Take a standard wedding scenario for instance; the ambience is almost always the same. The room, which usually starts off air-conditioned quickly becomes musty. The new temperature is conditioned by the guests who keep trickling in, excited, all dressed and with gifts or envelopes in tow. I easily spot the Emcee with his sparkly bow tie and recycled punch lines. He won’t bother with original jokes for the event, but the bride, God bless her heart, will ensure he gets the balance of his initial N250, 000 bill.
Then there will be the live band, all nine of them, with its three back up female singers serenading the occasion with High Life tunes, shaking their butts and occasionally flicking their rubber weaves for effect. The caterer would have managed to charge N1, 200 for a plate of fried rice, coleslaw and chicken. But the details of the portion won’t matter because half of the guests won’t be served anyway.
Speaking of guests, I will probably sit across the apparent force fit, whose only stamp of invitation is her scarf coincidentally matching the colour of the day. She is both an amusement and a horror, cautiously stuffing her bags with the juice meant for the entire table as she looks me in the eye through the entire process, daring me to either make a remark on her third plate of food or her decision to take back spoils to her family. The gaze usually won’t last long though because there is the photographer whose true call would appear to be blinding me with incessant flashes from unsolicited photo shots.
The beautifully decorated stage seats the bride, with her plastic smile firmly in place, her lips glossed in shiny red and her face powdered to perfection, hiding the migraine induced by the pins holding her hair into a compliant bun. The groom has probably had about three hours sleep in the four days preceding his wedding, and No, it is not because of the wedding night excitement, but rather because no matter how much he tries, his bank statement isn’t just balancing out and if he is the kind who borrowed, he has about one week before his creditors come knocking.

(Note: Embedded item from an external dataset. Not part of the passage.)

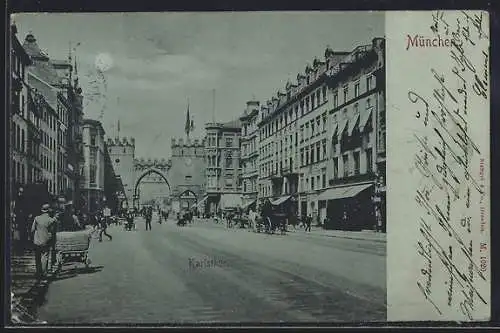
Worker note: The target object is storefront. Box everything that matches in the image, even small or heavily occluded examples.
[318,182,375,231]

Of course I will sit through this as I let myself literally get drowned by the misery of it all, present only by a sense of obligation; because somehow in this society, if your friend is getting married, you better be sick or out of the country to miss that wedding. And the cycle repeats itself in a copy and paste format, one Saturday after another. But wedding parties is not really the point of this article, it is rather the extent people go to pull off this social burden that marvels me. Why exactly would a human being borrow money to host a wedding party you ordinarily cannot afford?
I remember I was still an undergraduate, several years ago, when a family friend informed me in a childlike chatter that she was having her wedding party. Now this woman had been living with her husband for a little over 10 years and they have four children. I use the word husband because her bride price had been paid and there was a village reception to that effect. But she stood there regardless, beaming with joy at the prospect of legitimising her union through social validation. For 10 years, she carried her lack of a white wedding and reception like a cripple limping from a self-imposed deformity. Needless to say that this couple still could not afford this white wedding and were rallying for financial support from friends and family.
At least there was no borrowing involved, not in their case. But I have been privy to a number of incidences where young couples borrow money, hundreds of thousands of Naira, to throw a lavish Nigerian wedding and I am constantly alarmed by the distasteful mediocrity we brandish as show offs and the gross, needless squander of time and money.
To say the least, lavish wedding ceremonies are tedious affairs for which any human should eagerly be excused from. More so, I am yet to wrap my mind around the reason why people want to borrow money in planning an event whose highest return on investment is an empty hall littered with left overs.
Some event planners have presumably argued that weddings boost the economy and my response to them is that I am yet to see a nation that has prospered on debt without a cogent means of pay back. This social culture of squander is an apt reflection of the dearth of larger societal ideals.
The matter is really simple: an economy that is not prudent with her natural resources cannot house shrewd citizens. And that is why people take loans for cars they cannot afford, for foreign trips they should not embark on, for luxury designers that no one would notice and, sadly, for flamboyant weddings that are rather unnecessary.
I also know that a lot of men are unwilling culprits in the matter; their hands forced by the exorbitant demands from a list that was reeled out by obscure kinsmen. In-laws and friends who will be nowhere in sight when the bills accrue and whose only sign of gratitude is the bloated belch from the over-stuffing of jollof rice and beer.
If you have all the money and you want a lavish wedding party, please knock yourself out. But if you are just starting life and you cannot afford it, you might want to do yourself a favour and ask; is all the waste really worth it?